The new system moves raw water from the Chattahoochee to the once-abandoned, 400-ft.-deep Bellwood Quarry, now flooded with the bright blue reserve supply of 2.4 billion gallons of raw water. It’s one of the largest such reservoirs in the world, and it connects to two nearby water treatment plants.
To link the quarry to the river some five miles away, teams bored a 10-foot diameter tunnel through hard Gneiss bedrock, using a 400-ft. drill manufactured in Ohio by the engineering company Robbins, and dubbed “Driller Mike,” after the Atlanta rapper and activist “Killer Mike.”
“At its best,” says Huie, “this machine was doing more than 200 feet a day. On tougher days when we were hitting very hard rock and difficult water conditions, it was making only about 30 feet.”
Using laser guidance, Driller Mike punched through on the Chattahoochee side in the fall of 2018, a mere two inches from a dead bullseye, “unheard of,” says Huie.
Part of Something Larger
Through inventive planning, the water supply project is but one component of something even bigger. The picturesque reservoir has become the centerpiece of Westside Quarry Park, a $44 million, 280-acre greenspace in a formerly neglected part of Atlanta that is steadily blossoming into a hub of attainable housing and commercial development. It’s now the biggest city park in Atlanta, larger even than bustling Piedmont Park in Midtown, an Atlanta signature.
Microsoft, which purchased the nearby Quarry Yards property in 2020, is planning a 90-acre campus as part of what it calls a multiyear project to create new office space and public amenities. It’s part of a broader effort to build on Atlanta’s growing profile as a center of data centers and technology jobs.

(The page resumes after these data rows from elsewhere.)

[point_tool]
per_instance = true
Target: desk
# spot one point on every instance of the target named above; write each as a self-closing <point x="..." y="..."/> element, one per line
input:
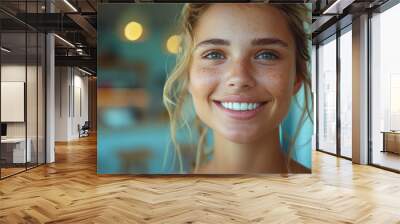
<point x="391" y="141"/>
<point x="16" y="147"/>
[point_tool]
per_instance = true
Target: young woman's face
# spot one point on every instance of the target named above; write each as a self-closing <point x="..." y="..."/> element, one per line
<point x="243" y="70"/>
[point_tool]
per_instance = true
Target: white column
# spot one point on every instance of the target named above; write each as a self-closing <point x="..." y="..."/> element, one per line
<point x="360" y="90"/>
<point x="50" y="93"/>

The Seattle-based tech giant recently completed construction of its Atlantic Yards complex, which is expected to eventually bring 1,500 jobs to Atlanta’s West Side.
Having vowed to solicit public participation for its development of Quarry Yards, Microsoft has reportedly enlisted architecture firm Cooper Carry, market research consultants Noell Consulting Group, sustainability consultants Transsolor and JLL, the commercial real estate services company.
“We want to create a positive impact as an active partner in the Atlanta community,” Microsoft says in a statement. “From setting aside 25% of our expansion site for facilities that benefit the community to creating programs that aim to close opportunity gaps and partnering with the many historic universities in the area, we are excited to work hand in hand with local organizations and community groups in Atlanta to ensure Microsoft and the city thrive.”